Your Computer Knows You Better Than Your Mom

Why machines can predict your personality more accurately than your family or friends

Max Power/Corbis

Think your loved ones know you better than anyone else? An algorithm might have them beat—a new study shows that computers are better at predicting our personalities than our family or friends.

An international team of psychologists and computer scientists pitted computers against human personality prediction skills in the study. Co-authors Youyou Wu of the University of Cambridge and Michal Kosinski of Stanford University used a database called myPersonality, which has conducted hundreds of thousands of online personality tests to date.

The authors used the myPersonality results to tie personality traits to Facebook likes, then developed an algorithm that could predict personalities based on likes alone. Finally, they compared the results of their predictive algorithm to personality analyses performed by friends and family members. The result? The algorithm consistently outperformed family members, acquaintances and even close friends.

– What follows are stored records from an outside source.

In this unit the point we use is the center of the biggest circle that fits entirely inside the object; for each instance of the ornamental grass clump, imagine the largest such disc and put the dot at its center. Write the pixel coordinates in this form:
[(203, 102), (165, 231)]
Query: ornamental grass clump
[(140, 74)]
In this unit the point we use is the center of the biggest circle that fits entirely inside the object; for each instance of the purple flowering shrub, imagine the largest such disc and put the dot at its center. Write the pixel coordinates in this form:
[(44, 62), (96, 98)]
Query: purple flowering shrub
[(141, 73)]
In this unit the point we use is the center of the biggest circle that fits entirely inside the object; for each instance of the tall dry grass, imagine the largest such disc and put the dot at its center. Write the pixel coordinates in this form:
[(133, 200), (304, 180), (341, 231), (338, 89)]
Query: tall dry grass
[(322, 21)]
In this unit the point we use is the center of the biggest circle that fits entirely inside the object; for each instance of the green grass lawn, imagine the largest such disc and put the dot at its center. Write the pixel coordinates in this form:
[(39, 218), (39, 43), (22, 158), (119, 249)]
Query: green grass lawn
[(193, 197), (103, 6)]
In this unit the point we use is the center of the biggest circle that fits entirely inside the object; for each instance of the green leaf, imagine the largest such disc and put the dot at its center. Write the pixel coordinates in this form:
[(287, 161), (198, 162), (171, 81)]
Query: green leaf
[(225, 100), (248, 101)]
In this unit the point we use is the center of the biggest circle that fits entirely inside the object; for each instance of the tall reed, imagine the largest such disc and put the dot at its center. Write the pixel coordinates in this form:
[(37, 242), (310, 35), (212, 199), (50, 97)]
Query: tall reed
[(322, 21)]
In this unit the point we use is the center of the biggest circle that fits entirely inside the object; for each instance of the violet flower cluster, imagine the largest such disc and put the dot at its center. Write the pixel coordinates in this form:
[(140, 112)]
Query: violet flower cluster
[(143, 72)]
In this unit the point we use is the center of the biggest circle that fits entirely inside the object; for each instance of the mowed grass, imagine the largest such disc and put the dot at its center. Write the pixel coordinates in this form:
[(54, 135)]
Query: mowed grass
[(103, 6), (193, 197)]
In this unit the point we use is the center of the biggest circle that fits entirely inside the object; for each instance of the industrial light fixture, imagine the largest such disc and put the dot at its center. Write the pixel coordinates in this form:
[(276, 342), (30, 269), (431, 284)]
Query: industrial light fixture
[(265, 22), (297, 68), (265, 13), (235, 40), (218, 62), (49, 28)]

But don't think you can throw off the algorithm's analysis by posting different stuff on your feed. Instead, lay off the like button. Though polls confirm that people put their best (and most boastful) face forward on social media, what you like can predict how you purchase, listen to music or browse the Web—a much more powerful predictor than what you say about yourself online.

So what do your likes really say about you? Plenty. The model found that Douglas Adams readers are more spontaneous, Gucci fans are more outgoing and “Deal or No Deal” watchers are more conventional and conservative. And with our digital footprints growing every time we click “like,” it’s only a matter of time before our computers know us better than we do. (They can already beat us at Texas Hold 'Em.)